Imago (Isabel Abedi)

Imago (Isabel Abedi)

Klappentext:

Wanja liebt sie – diese Minuten vor Mitternacht, kurz bevor auf ihrem Radiowecker alle vier Ziffern auf einmal wegkippen und eine ganz neue Zeit erscheint. Doch heute um Mitternacht verändert sich nicht nur das Datum für Wanja. Sie bekommt eine geheimnisvolle Einladung zu der Ausstellung Vaterbilder. Und damit einen Schlüssel, der die Tür zu einer anderen Welt öffnet: in das Land Imago.


Rezension:

Taro ließ sich im Schneidersitz nieder, Wanja und Mischa taten es ihm nach. Keiner sprach.
Stille kann peinlich sein, drückend, verbissen oder unheimlich. Stille kann Stillstand bedeuten, wie bei Menschen, die sich nichts mehr zu sagen haben, oder sie kann durch Einsamkeit entstehen, wie bei Menschen, die niemanden mehr haben, dem sie etwas sagen können. Die Stille, die Wanja hier umgab, hatte nichts von alledem. Es war die seltene Form der Stille, die groß und vollkommen ist und die noch reicher wird, wenn man sie mit Menschen teilt, die einem nahe sind.
(Seite 173)

Wanja kennt ihren Vater nicht; jegliche Versuche, von ihrer Mutter oder Großmutter irgendwelche Informationen über ihn zu erhalten, werden im Keim erstickt. Bisher hat sie das nicht wirklich gestört, doch die Einladung zur Ausstellung Vaterbilder weckt immer neue Fragen in ihr. Die Ausstellung ist nur für geladene Gäste, bei denen es sich ausschließlich um Jugendliche handelt. Das Besondere an den Vaterbildern ist, dass die Bilder immer nur auf einen Jugendlichen eine spezielle Wirkung haben – die Kinder fühlen sich angezogen und gelangen bei der Berührung „ihres“ Bildes in eine andere Welt, in der zumindest die Zeit anders tickt.

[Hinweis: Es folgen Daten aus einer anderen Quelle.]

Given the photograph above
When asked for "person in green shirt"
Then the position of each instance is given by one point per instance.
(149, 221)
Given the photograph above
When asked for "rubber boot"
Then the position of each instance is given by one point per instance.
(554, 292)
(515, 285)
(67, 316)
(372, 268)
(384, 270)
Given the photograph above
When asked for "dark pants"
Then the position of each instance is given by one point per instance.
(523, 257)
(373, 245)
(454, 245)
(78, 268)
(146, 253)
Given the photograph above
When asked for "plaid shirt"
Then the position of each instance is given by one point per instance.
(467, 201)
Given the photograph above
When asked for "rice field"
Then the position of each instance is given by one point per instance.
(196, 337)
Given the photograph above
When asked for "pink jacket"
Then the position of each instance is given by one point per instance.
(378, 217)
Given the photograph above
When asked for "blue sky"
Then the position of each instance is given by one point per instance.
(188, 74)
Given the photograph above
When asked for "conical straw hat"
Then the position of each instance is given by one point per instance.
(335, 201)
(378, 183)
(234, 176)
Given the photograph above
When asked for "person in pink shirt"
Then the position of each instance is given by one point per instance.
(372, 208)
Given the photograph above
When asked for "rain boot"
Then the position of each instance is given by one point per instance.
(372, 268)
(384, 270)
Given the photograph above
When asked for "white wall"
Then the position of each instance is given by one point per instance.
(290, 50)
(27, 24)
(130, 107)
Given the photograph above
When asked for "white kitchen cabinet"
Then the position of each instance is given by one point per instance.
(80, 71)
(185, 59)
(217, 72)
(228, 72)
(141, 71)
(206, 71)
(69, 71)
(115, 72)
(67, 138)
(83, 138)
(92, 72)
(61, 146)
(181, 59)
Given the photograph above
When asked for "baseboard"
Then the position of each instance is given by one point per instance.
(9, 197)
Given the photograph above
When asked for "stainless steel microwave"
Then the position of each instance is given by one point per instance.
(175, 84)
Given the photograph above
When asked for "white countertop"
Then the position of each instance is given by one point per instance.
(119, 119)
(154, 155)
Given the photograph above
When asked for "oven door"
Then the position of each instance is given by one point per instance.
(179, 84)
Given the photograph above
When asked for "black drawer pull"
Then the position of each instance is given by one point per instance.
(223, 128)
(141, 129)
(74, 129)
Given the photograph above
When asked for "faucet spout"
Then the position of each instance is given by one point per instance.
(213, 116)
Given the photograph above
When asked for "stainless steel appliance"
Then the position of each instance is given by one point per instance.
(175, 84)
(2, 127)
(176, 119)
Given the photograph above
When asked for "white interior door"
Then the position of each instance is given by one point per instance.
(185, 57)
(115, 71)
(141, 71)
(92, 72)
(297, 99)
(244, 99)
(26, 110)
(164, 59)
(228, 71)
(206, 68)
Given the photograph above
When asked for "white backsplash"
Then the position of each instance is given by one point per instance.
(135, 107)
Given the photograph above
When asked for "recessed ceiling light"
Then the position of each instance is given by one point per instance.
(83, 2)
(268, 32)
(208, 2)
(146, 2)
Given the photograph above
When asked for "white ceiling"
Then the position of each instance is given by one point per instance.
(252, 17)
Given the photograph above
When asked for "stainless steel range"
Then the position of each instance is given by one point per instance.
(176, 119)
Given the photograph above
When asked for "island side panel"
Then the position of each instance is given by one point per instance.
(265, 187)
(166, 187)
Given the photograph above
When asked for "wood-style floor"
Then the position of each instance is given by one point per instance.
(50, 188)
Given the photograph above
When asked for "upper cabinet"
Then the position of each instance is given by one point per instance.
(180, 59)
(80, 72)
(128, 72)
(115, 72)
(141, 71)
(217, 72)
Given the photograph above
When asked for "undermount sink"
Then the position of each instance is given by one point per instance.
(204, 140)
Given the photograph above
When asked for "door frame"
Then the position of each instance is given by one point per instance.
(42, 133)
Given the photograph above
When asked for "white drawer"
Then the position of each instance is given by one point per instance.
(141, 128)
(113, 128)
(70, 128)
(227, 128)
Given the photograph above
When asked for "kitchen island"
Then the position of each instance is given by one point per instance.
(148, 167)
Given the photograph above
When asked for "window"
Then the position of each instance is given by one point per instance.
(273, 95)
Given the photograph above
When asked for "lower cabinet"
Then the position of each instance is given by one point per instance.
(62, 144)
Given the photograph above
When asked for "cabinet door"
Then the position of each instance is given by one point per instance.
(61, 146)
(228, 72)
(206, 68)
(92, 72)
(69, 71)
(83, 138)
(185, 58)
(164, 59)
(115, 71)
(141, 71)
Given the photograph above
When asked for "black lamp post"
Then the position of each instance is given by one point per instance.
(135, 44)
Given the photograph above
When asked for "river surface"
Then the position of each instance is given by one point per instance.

Beim ersten Besuch der Ausstellung lernt Wanja den Jungen Mischa kennen, der mit ihr auf dieselbe Schule geht, mit dem sie bisher aber nie ein Wort gewechselt hat. Da sich die beiden vom gleichen Bild angesprochen fühlen, finden sie sich in der Parallelwelt wieder. Es ist schnell klar, dass ihre Geschichte zwingend zusammenhängt, und aufmerksamen Lesern wird auch früh bewusst, in welcher Beziehung beide am Ende des Buches stehen werden.
In der Parallelwelt treffen sie auf den Zirkus Anima, der eine tolle Hintergrundkulisse für die erzählte Geschichte darstellt. Schausteller Taro wird zur Schlüsselfigur für die Suche nach Antworten in sich selbst; er weckt in beiden Jugendlichen eine Seite, die bisher noch keiner gesehen hat. Mit jedem Besuch vertieft sich die bereits anfangs intensive Beziehung zwischen den dreien, und man fürchtet sich schon vor dem großen Abschied, der sich natürlich nicht vermeiden lässt, wenn Wanja und Mischa am Ende gefunden haben, was sie in Imago suchten.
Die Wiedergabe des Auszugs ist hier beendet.